Is the Army using a shell game to give a false impression of its recruiting success?
That’s a dangerous accusation, but a critical issue. In light of President Obama’s promise on the campaign trail to increase the end-strength of the military by 92,000 troops (65,000 for the Army alone), the Army’s numbers should accurately reflect how they’re doing.
Last week, the Pentagon issued a press release stating the Army had not only met but actually exceeded its recruiting goals for FY2009. Army Maj. Gen. Donald Campbell thumped his chest in the Washington Post soon thereafter, crediting the Army’s number of recruiters on the ground as a critical component of its success.
Unfortunately, the Army is using some creative accounting to bring about that success. To meet its goals, the Army simply lowered them — by ten thousand fewer new recruits in 2009 (vs. 2008) and ten thousand fewer re-enlistments. Or, as Fred Kaplan notes in Slate:
[T]he Army this year lowered not only the recruitment goal but the retention goal too, from 65,000 in 2008 to 55,000 in 2009. And it actually held on to fewer soldiers than it did in either of the last two years (68,000 in 2009, compared with 72,000 in 2008 and 69,000 in 2007).
So here is the situation. The secretary of defense ordered, and Congress authorized, an expansion in the size of the Army. But the Army reduced the recruitment goal — and reduced the retention goal. The size of the Army is in fact shrinking. It may look as if it’s growing — the Pentagon report gives the impression it’s growing — but it’s growing only in comparison with the officially set goals.
For Army “recruitniks” (a term usually applied to my friends’ insatiable desire to follow Charlie Weis’ efforts to cajole 18-year-old kids to play college football at Notre Dame), the situation comes as little surprise. In an excellent exposé in September, the National Journal made two key points about the Army’s recruits:
Never before has the Army had so many soldiers with so much experience; never before have so many soldiers been so exhausted.
The article concludes:
Today’s Army may be equal to the U.S. population in its demographic representation, but it is also separate.
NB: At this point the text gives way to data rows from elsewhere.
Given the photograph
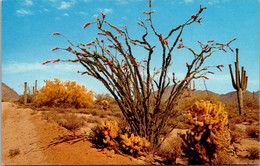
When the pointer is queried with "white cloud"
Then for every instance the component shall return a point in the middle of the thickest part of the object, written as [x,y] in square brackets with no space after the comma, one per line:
[66,5]
[28,2]
[23,12]
[27,67]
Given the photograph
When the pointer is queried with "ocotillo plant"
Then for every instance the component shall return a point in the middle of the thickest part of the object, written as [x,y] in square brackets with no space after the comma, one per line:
[135,85]
[240,84]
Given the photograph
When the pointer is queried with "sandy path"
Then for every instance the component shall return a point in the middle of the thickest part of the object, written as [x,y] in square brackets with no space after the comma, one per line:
[19,132]
[29,132]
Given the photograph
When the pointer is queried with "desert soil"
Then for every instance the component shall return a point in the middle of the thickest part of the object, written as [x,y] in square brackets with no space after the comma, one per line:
[26,130]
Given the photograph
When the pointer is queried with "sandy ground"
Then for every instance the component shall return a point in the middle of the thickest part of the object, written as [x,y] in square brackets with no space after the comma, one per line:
[27,131]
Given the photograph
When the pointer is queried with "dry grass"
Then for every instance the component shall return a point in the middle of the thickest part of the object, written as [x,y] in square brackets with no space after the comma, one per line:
[14,152]
[224,158]
[253,131]
[71,121]
[253,153]
[171,150]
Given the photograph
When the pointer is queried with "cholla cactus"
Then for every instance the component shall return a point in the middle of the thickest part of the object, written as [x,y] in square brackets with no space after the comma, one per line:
[134,145]
[209,135]
[104,104]
[106,135]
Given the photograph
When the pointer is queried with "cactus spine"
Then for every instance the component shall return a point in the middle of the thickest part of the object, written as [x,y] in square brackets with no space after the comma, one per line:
[209,135]
[239,84]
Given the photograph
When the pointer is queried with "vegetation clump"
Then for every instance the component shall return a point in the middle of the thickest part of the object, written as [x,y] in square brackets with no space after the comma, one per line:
[134,145]
[209,136]
[64,94]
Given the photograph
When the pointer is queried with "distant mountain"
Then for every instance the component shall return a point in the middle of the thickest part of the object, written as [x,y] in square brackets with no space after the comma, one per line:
[8,94]
[225,98]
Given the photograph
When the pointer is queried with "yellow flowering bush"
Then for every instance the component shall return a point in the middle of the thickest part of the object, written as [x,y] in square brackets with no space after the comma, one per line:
[64,94]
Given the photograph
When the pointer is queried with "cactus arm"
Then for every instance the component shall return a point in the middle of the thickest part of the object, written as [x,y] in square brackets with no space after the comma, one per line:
[243,79]
[237,75]
[232,77]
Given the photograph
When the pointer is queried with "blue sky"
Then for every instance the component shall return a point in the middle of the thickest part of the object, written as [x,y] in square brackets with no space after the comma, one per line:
[27,27]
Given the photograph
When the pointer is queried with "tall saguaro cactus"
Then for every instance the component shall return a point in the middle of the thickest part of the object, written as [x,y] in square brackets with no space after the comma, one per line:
[239,84]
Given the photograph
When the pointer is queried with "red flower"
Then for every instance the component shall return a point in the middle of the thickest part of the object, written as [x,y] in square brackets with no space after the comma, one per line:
[180,46]
[134,43]
[186,95]
[220,66]
[87,24]
[165,41]
[55,48]
[194,16]
[69,48]
[161,39]
[57,60]
[46,62]
[103,15]
[107,63]
[205,77]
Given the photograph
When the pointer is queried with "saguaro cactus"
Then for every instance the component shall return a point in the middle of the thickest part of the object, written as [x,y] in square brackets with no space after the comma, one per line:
[239,84]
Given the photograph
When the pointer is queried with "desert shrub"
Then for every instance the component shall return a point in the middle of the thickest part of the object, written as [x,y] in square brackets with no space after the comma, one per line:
[171,150]
[14,152]
[253,131]
[235,133]
[101,96]
[134,145]
[63,94]
[225,158]
[71,121]
[105,135]
[187,102]
[209,135]
[253,153]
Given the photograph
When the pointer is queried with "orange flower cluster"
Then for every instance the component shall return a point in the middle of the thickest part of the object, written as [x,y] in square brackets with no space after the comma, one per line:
[180,46]
[57,60]
[134,43]
[46,62]
[55,48]
[220,66]
[87,24]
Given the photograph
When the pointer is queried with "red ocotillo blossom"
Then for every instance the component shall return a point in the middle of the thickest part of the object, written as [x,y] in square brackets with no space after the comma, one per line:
[132,42]
[87,24]
[103,15]
[55,48]
[69,48]
[57,60]
[46,62]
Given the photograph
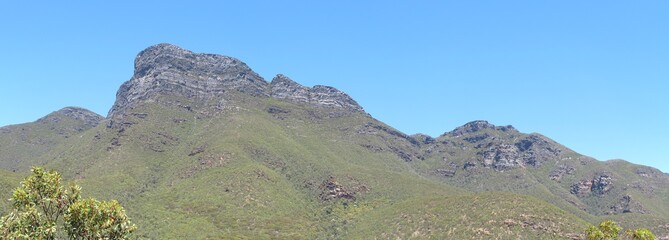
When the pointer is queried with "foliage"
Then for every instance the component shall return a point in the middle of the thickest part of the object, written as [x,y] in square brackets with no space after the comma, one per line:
[609,230]
[641,234]
[41,201]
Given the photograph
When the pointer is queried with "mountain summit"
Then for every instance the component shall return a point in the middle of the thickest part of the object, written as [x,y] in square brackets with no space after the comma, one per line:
[198,146]
[169,69]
And it is getting more so all the time. That reduces the chance that declining public support for the wars in Iraq and Afghanistan will cause Army morale to collapse, as it did in Vietnam. Still, it raises a different danger. “I don’t think they’re going to get burned out,” said retired Col. Patrick Lang, a Vietnam veteran. “But they’re going to get harder and harder, and more detached from the values of civilian society.”
Unless the military puts out an honest assessment of where its recruiting is, none of these problems will be fixed any time soon.